Remix clone Hacker News

new | show | ask | jobs Github

	▲	thehk 5 hours ago
		> ESP32-S31 is particularly well suited for edge AI and machine learning workloads, including neural network inference Any way to know what kind of performance one could expect running e.g. a depth anything model on there?
	▲	kcb 7 minutes ago \| parent \| next [-]
		A real example https://github.com/OHF-Voice/micro-wake-word
	▲	mattalex 2 hours ago \| parent \| prev \| next [-]
		Regarding specifically depth anything: You're not running this on a microcontroller.

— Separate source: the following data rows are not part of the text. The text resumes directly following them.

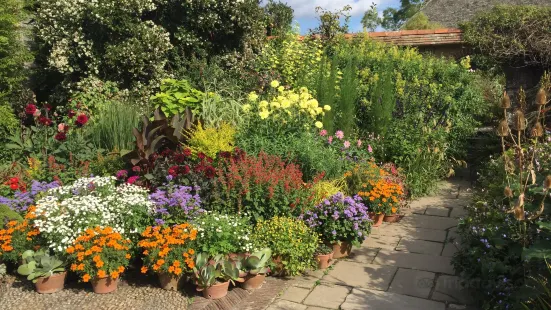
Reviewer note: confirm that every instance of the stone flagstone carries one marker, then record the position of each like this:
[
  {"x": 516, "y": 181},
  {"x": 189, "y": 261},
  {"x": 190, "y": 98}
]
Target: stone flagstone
[
  {"x": 440, "y": 264},
  {"x": 361, "y": 275},
  {"x": 413, "y": 283},
  {"x": 327, "y": 296},
  {"x": 361, "y": 299}
]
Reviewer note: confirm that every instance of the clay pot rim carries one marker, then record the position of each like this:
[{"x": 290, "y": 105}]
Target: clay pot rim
[{"x": 55, "y": 275}]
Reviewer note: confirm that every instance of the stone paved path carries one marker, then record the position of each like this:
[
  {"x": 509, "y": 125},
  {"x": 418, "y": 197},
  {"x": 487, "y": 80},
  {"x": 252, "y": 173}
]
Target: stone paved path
[{"x": 401, "y": 266}]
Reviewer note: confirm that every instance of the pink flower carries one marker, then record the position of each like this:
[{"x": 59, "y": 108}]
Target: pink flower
[{"x": 132, "y": 180}]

In general, CNNs still reign supreme on microcontrollers since you have a way lower peak memory demand which is what usually kills you. Here in this case you have a couple of _kilobytes_ of SRAM, potentially extendable to a couple of megabytes of PSRAM. Even for small CNNs you often need to do some quite complex interleaving of layers (i.e. running parts of layer 1 and layer 2 in parallel interleaved to take advantage of the downsampling of CNNs) to keep performance and memory impact reasonable (see e.g. https://openreview.net/pdf?id=2O8qbyxH6X). Think more "image classifier" less "run an image to image transformer". For depth anything, a single layer's activation is probably significantly larger than the available SRAM (I think it is (224/16)^2 patches each with activations [48, 96, 192, 384] for depth anything small: You aren't running this.)
	▲	otterdude 5 hours ago \| parent \| prev \| next [-]
		I was wondering this as well. What exactly makes this a good AI chip vs others. Unless they're not listing a major feature in their spec, a dual core 320Mhz microcontroller is not bad but youre not going to be running any kind of vision model on it, at least very fast.
	▲	porridgeraisin 3 hours ago \| parent \| prev \| next [-]
		Memory is the main constraint. You have what, 8mb of psram. Compute wise you can manage. You can do quantisation and run a small 10-15 layer CNN perhaps. Image classification is possible. Keep in mind the channel count and input resolution cannot be high since memory will be a problem. You can maybe do face _detection_, "is my cat on my keyboard" classification as well maybe. Audio, you can do a lot more. Wake word detection happens on _much_ smaller accelerators inside iphones. In this one you can do slightly heavier classifications. Maybe speaker identification "which member of family" or maybe "which dog is barking"
	▲	asadm 2 hours ago \| parent \| prev [-]
		nope. not happening. at most YOLO or mayyybe FastDepth